Occorre constatare che purtroppo, a parte un fugace accenno a “l’accoglienza e la difesa della vita umana, quella non nata e quella abbandonata e scartata”, è stata inspiegabilmente omessa la parte centrale e più significativa, sull’argomento pace, del messaggio della Santa:
Queste sono cose che distruggono la pace, ma io sento che il più grande distruttore della pace oggi è l’aborto, perché è una guerra diretta, un’uccisione diretta, un omicidio commesso dalla madre stessa. E leggiamo nelle Scritture, perché Dio lo dice molto chiaramente: “Anche se una madre dimenticasse il suo bambino, io non ti dimenticherò. Ti ho inciso sul palmo della mano”. Siamo incisi nel palmo della sua mano, così vicini a Lui che un bambino non nato è stato inciso nel palmo della mano di Dio.

[…]
E questo è ciò che è il grande distruttore della pace oggi. Perché se una madre può uccidere il proprio stesso bambino, cosa mi impedisce di uccidere te e a te di uccidere me? Nulla.

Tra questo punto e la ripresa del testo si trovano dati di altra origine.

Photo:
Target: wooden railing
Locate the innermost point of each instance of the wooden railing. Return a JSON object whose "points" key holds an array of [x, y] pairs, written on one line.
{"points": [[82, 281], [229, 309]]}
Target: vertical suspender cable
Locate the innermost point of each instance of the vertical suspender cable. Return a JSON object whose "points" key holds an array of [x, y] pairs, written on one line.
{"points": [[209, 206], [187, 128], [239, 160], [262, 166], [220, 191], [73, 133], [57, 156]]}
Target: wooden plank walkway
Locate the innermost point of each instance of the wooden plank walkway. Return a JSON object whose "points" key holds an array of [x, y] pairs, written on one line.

Parole di una chiarezza e di una verità disarmanti, che tuttavia (o proprio per questo?) non hanno trovato posto nel messaggio del Pontefice, che preferisce ecumenicamente attingere ad esempi non cattolici, come Martin Luther King e Leymah Gbowee, o nemmeno cristiani, come Gandhi, utilizzandoli alla stregua di santini pacifisti come usavano fare certi movimenti dalle bandiere colorate, ormai passati di moda anch’essi.
Per adeguarci alla moda di cercare ciò che unisce piuttosto di ciò che divide, nonché di riconoscere semi di bene là dove abbonda l’errore, e tutto il resto della mercanzia modernista, visto che vengono citati, piacerebbe fare notare che su alcuni argomenti King e Gandhi avevano idee che alle orecchie felpate del credente moderno e alle bocche delicate del pastore di mondo, possono apparire sconvenientissime. Ad esempio, la grande anima indù su alcuni temi scottanti era più comprensibile di quanto non sia la nostra povera Chiesa della misericordina:
Mi sembra chiaro come il sole che l’aborto sia un delitto. Innumerevoli mariti sono responsabili della stessa colpa di questa povera donna, ma nessuno ne ha mai chiesto conto ad essi. La società non solo li scusa, ma non ne ha nemmeno biasimo. Inoltre, la donna non può nascondere la sua vergogna, mentre l’uomo può nascondere con successo il suo peccato.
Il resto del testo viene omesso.